Nucleosome recognition and DNA distortion by the Chd1 remodeler in a nucleotide-free state.

机构信息

Thomas C. Jenkins Department of Biophysics, Johns Hopkins University, Baltimore, MD, USA.

Department of Biochemistry and Molecular Biology and the Huck Institutes of the Life Sciences, Pennsylvania State University, University Park, PA, USA.

出版信息

Nat Struct Mol Biol. 2022 Feb;29(2):121-129. doi: 10.1038/s41594-021-00719-x. Epub 2022 Feb 16.

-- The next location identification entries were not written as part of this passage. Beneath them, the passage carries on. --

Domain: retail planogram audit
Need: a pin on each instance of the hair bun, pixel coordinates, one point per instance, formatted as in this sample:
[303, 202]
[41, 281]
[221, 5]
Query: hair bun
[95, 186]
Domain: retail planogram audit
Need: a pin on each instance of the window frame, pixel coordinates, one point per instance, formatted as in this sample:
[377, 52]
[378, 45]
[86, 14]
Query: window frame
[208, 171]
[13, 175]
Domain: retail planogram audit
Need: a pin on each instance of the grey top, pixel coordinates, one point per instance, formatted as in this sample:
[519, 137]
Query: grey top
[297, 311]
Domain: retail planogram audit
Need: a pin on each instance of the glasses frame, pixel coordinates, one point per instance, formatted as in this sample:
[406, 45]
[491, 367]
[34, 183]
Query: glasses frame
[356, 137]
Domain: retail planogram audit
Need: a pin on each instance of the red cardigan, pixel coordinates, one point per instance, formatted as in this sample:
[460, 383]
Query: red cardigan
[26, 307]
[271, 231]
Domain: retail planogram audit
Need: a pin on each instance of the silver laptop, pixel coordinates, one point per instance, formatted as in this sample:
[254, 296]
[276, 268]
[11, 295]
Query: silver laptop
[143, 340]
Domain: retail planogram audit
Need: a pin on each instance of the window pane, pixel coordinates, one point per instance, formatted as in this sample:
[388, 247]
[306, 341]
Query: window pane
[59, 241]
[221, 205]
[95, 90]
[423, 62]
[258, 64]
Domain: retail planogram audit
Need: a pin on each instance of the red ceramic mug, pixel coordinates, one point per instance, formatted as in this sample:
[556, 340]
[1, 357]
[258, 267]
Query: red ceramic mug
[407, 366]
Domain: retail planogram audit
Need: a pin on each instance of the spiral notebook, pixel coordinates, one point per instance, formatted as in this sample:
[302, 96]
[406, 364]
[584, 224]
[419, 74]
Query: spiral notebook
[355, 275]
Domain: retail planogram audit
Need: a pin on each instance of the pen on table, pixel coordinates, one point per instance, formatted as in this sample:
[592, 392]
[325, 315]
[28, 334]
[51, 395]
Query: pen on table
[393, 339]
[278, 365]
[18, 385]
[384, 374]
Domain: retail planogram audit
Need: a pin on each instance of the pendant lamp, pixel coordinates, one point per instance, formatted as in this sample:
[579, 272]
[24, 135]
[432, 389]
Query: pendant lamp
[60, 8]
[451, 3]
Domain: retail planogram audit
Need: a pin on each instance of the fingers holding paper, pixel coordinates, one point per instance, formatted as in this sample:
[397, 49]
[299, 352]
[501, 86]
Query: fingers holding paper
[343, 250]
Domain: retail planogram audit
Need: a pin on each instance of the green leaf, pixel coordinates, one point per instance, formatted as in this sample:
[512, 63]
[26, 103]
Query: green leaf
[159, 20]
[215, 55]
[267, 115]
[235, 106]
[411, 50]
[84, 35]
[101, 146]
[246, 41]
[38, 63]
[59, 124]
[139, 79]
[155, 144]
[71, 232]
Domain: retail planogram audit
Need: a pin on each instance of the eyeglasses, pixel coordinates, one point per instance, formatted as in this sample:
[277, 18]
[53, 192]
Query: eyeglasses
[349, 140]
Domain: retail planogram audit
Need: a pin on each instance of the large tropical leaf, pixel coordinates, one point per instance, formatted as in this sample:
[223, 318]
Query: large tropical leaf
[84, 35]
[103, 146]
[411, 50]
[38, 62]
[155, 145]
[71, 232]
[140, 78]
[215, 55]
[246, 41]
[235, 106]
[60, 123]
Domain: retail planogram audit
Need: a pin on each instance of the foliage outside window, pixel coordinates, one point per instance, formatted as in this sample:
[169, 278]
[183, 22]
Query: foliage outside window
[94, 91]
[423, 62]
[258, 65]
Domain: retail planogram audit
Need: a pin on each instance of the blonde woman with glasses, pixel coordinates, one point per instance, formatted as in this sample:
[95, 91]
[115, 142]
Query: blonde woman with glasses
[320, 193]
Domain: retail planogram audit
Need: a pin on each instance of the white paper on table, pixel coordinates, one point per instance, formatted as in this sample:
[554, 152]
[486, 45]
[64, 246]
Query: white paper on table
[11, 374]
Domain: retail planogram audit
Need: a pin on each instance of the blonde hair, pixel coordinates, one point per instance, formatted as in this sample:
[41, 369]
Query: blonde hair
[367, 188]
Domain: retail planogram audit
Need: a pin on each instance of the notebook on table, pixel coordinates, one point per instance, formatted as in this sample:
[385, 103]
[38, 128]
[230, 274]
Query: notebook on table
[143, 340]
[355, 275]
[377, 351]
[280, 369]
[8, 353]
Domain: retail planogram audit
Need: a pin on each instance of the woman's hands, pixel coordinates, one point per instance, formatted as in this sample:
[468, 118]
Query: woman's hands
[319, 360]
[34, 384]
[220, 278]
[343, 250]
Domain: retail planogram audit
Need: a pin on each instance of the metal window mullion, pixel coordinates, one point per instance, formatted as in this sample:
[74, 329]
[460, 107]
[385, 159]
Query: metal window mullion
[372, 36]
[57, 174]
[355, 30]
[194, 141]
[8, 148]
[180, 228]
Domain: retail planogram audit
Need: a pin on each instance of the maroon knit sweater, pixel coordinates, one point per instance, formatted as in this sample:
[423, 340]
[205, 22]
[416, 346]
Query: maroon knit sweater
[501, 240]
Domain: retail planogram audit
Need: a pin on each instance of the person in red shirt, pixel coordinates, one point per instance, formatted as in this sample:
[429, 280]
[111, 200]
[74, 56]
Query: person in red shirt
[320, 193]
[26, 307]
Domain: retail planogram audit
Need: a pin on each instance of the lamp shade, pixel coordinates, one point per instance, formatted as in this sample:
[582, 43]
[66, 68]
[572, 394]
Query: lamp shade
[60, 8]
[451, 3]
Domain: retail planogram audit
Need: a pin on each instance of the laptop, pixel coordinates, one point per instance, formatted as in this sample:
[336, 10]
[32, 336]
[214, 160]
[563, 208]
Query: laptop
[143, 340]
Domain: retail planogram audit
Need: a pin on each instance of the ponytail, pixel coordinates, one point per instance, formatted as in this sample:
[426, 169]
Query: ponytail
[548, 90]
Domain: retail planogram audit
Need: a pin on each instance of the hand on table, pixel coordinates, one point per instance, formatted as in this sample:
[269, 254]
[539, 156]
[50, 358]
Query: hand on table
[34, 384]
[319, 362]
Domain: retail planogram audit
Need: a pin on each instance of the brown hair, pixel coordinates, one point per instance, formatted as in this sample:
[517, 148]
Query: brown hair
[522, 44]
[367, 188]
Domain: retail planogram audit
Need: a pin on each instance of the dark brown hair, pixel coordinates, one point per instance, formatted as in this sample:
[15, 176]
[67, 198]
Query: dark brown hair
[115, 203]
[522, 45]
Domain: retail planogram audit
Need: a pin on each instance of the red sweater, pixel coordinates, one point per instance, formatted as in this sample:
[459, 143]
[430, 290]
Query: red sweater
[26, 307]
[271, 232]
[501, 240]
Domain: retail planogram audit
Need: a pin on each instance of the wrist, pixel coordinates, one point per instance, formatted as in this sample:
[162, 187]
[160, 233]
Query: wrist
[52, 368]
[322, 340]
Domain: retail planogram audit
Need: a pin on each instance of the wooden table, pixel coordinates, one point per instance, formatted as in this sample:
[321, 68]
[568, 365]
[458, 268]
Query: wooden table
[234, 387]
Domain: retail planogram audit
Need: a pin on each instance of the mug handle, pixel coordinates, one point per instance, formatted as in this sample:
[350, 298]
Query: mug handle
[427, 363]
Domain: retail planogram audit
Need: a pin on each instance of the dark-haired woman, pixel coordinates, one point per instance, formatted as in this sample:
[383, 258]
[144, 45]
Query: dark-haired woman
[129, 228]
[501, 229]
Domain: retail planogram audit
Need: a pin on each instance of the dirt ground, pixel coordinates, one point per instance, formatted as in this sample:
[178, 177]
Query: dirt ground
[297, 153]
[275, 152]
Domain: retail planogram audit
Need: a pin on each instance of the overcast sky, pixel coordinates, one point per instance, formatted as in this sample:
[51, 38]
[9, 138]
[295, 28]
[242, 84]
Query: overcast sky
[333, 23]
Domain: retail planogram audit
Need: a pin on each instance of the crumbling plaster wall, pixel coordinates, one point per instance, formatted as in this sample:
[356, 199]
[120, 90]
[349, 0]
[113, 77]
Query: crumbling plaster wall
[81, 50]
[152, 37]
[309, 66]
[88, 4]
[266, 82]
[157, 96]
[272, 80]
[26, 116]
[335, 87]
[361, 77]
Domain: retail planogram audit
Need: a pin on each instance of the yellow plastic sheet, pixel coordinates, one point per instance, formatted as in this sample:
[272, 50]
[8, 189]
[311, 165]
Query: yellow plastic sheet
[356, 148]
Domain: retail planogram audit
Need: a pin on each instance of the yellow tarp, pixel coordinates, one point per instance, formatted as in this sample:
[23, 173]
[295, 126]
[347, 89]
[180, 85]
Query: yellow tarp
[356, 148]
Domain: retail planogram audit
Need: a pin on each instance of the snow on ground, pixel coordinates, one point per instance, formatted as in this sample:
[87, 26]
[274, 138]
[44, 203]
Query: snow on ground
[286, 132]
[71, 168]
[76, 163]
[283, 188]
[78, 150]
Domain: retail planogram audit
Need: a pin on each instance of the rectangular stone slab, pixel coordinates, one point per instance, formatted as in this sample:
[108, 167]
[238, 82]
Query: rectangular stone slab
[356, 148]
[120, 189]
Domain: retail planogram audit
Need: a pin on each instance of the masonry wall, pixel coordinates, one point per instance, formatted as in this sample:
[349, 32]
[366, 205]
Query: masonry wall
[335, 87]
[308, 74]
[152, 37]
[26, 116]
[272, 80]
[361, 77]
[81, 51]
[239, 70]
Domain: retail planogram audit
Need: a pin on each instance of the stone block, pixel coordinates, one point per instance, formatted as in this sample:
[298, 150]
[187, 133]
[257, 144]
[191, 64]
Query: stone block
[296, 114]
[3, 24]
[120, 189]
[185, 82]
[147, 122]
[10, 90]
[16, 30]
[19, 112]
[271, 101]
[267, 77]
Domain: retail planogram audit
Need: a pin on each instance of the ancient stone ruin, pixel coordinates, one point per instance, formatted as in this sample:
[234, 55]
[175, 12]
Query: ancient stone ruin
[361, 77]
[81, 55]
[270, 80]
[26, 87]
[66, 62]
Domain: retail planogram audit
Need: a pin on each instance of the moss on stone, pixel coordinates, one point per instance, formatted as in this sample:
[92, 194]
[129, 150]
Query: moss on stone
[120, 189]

DOI:10.1038/s41594-021-00719-x
PMID:35173352
原文链接:https://pmc.ncbi.nlm.nih.gov/articles/PMC9107065/
Abstract

Chromatin remodelers are ATP-dependent enzymes that reorganize nucleosomes within all eukaryotic genomes. Here we report a complex of the Chd1 remodeler bound to a nucleosome in a nucleotide-free state, determined by cryo-EM to 2.3 Å resolution. The remodeler stimulates the nucleosome to absorb an additional nucleotide on each strand at two different locations: on the tracking strand within the ATPase binding site and on the guide strand one helical turn from the ATPase motor. Remarkably, the additional nucleotide on the tracking strand is associated with a local transformation toward an A-form geometry, explaining how sequential ratcheting of each DNA strand occurs. The structure also reveals a histone-binding motif, ChEx, which can block opposing remodelers on the nucleosome and may allow Chd1 to participate in histone reorganization during transcription.

摘要

染色质重塑因子是一类依赖于 ATP 的酶,它们可以重排所有真核生物基因组中的核小体。在这里,我们报告了一个 Chd1 重塑因子复合物与无核苷酸状态下的核小体结合的复合物,通过 cryo-EM 解析到 2.3 Å 的分辨率。该重塑因子刺激核小体在两个不同位置吸收每个链上的额外核苷酸:在 ATP 结合位点内的跟踪链上,以及在距 ATP 酶马达一个螺旋的引导链上。值得注意的是,跟踪链上的额外核苷酸与局部向 A 型构象的转变相关,解释了每个 DNA 链如何顺序棘轮式运动。该结构还揭示了一个组蛋白结合基序 ChEx,它可以阻止核小体上的相反的重塑因子,并可能允许 Chd1 在转录过程中参与组蛋白重组。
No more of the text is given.